Государь усмехнулся:

— На то сей путь пролагаю, дабы сама Русь по нему ходить могла, когда и куда ей надобно будет.

К середине сентября великая княгиня Марья Ярославна совсем от болезни оправилась и вернулась в Москву из Ростова Великого.

К этому же времени были в Москве и все братья Ивана, и снова начались семейные совещания и разборы духовной князя Юрия Васильевича.
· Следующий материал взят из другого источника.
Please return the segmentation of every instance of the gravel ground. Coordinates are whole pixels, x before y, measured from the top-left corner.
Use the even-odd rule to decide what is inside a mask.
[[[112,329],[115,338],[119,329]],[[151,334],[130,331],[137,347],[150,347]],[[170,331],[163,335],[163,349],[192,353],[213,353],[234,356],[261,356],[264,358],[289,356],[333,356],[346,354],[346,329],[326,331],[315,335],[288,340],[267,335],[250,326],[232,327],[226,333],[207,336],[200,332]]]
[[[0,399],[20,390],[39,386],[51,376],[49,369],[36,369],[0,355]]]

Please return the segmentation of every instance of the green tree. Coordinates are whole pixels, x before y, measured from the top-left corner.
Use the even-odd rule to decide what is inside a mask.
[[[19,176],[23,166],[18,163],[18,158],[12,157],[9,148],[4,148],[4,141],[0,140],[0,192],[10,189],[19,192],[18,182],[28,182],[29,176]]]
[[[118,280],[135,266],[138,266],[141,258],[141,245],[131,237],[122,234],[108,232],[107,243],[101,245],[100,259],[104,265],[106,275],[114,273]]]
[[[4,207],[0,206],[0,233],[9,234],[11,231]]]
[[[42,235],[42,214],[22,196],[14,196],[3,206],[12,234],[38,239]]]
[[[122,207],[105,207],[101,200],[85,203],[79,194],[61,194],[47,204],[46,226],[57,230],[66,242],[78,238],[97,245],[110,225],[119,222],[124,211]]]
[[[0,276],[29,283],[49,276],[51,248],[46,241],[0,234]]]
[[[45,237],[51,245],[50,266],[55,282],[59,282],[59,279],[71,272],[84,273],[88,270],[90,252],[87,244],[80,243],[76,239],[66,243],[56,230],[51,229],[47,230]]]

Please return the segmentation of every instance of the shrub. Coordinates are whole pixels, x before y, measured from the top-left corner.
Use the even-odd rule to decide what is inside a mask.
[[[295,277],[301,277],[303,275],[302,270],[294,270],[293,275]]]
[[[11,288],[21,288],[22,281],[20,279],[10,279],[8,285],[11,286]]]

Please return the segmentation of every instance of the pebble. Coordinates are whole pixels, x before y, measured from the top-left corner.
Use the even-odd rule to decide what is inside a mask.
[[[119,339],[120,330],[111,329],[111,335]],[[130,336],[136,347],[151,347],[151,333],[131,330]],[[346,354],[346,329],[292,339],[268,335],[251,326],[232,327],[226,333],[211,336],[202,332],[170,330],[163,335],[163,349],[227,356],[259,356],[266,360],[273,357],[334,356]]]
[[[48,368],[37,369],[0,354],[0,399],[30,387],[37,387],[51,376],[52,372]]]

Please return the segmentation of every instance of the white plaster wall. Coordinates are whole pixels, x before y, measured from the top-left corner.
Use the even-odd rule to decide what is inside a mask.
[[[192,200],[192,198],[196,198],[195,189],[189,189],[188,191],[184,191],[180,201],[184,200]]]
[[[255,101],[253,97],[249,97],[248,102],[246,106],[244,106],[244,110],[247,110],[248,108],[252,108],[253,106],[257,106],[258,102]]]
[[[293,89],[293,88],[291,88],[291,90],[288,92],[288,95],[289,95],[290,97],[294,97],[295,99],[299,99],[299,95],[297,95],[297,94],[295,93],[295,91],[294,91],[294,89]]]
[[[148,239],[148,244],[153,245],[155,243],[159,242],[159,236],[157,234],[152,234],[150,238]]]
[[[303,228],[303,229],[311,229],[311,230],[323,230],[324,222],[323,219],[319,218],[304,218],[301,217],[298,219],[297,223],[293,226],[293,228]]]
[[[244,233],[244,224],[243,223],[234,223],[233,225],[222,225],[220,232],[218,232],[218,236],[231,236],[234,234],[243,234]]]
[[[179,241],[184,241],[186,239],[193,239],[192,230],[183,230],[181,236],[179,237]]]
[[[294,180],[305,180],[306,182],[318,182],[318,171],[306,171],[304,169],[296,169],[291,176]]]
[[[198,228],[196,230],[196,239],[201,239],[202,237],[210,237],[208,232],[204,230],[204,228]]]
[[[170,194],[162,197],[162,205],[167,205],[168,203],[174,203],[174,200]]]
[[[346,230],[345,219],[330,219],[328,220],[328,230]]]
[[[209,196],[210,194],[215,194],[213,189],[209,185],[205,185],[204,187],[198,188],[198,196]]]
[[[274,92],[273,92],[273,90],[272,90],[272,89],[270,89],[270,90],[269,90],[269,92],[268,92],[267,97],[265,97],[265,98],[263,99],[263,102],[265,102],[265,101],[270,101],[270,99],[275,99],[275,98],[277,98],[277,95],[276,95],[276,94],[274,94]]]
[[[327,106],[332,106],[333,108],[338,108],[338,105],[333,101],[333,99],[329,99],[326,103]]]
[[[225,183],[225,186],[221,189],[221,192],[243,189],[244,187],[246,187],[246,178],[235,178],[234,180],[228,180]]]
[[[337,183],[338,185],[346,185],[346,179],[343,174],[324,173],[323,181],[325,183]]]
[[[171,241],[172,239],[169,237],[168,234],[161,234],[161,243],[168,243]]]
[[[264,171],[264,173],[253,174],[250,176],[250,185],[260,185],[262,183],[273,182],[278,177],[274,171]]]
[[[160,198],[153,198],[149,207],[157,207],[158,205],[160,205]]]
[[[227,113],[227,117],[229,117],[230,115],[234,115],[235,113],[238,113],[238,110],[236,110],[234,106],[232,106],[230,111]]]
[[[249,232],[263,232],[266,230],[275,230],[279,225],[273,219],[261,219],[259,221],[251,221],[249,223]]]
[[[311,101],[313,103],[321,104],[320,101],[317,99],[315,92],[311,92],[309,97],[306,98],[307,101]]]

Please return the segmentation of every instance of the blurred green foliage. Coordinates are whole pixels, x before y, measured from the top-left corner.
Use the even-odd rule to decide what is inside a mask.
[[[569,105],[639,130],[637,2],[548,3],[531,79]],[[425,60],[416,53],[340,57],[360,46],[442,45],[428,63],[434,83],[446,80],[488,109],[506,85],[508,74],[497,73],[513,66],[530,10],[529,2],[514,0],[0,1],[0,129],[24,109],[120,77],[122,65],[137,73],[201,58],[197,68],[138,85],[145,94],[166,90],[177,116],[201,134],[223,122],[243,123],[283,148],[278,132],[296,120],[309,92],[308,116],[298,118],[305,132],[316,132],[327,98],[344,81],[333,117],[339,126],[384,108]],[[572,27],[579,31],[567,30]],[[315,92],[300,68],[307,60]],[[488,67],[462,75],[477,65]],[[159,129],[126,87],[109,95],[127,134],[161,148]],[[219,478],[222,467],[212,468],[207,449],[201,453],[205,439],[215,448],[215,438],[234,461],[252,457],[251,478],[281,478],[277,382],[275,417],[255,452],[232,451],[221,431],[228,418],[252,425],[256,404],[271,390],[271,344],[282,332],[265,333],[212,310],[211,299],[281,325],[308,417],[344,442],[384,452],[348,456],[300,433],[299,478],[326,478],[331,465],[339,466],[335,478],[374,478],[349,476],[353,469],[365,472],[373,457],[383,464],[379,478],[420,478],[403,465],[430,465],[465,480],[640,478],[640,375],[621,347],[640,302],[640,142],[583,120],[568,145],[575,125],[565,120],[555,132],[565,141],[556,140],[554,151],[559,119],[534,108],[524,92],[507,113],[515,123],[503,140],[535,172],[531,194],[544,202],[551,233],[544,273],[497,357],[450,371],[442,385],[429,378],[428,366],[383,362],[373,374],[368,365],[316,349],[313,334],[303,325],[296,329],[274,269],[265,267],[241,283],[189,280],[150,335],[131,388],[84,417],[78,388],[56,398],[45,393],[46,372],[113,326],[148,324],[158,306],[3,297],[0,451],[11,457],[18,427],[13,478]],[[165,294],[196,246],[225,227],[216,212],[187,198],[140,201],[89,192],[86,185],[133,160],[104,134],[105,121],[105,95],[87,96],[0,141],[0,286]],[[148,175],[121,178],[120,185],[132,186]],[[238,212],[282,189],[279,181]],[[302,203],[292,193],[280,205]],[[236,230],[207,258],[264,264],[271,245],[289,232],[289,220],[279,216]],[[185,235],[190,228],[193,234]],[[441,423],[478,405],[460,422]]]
На всех советах присутствовали княгиня Марья Ярославна и духовник ее, престарелый отец Александр, читавший и разбиравший духовную грамоту.

После долгих чтений и разборов духовной из нее прежде всего можно было узнать, что князь Юрий просит мать и брата своего, Ивана Васильевича, выкупить у заимодавцев Владимира Григорьева и Андрея Шихова золотые и серебряные вещи, а также постав сукна ипского, под которые было им взято взаймы четыреста десять рублей с полтиной, и обратить это имущество на помин его души в церквах.

Далее в духовной указано было, что золотое монисто, благословение Юрию бабки его, Софьи Витовтовны, он отдает сестре своей Анне, великой княгине рязанской, все же одежды свои и меха оставляет он матери своей, великой княгине Марье Ярославне: хочет она — себе возьмет, хочет — на помин души его раздаст…

Что же касается удела, полученного от отца и состоявшего из градов: Димитрова, Можайска, Серпухова, Медыни, Хотуни, из сел московских и из сел, завещанных бабкой, Софьей Витовтовной, то об этом князь Юрий совсем умолчал, как и о второй трети[58] «володимирской», которую должен он был на Москве делить пополам с Андреем большим и «держать по годам»…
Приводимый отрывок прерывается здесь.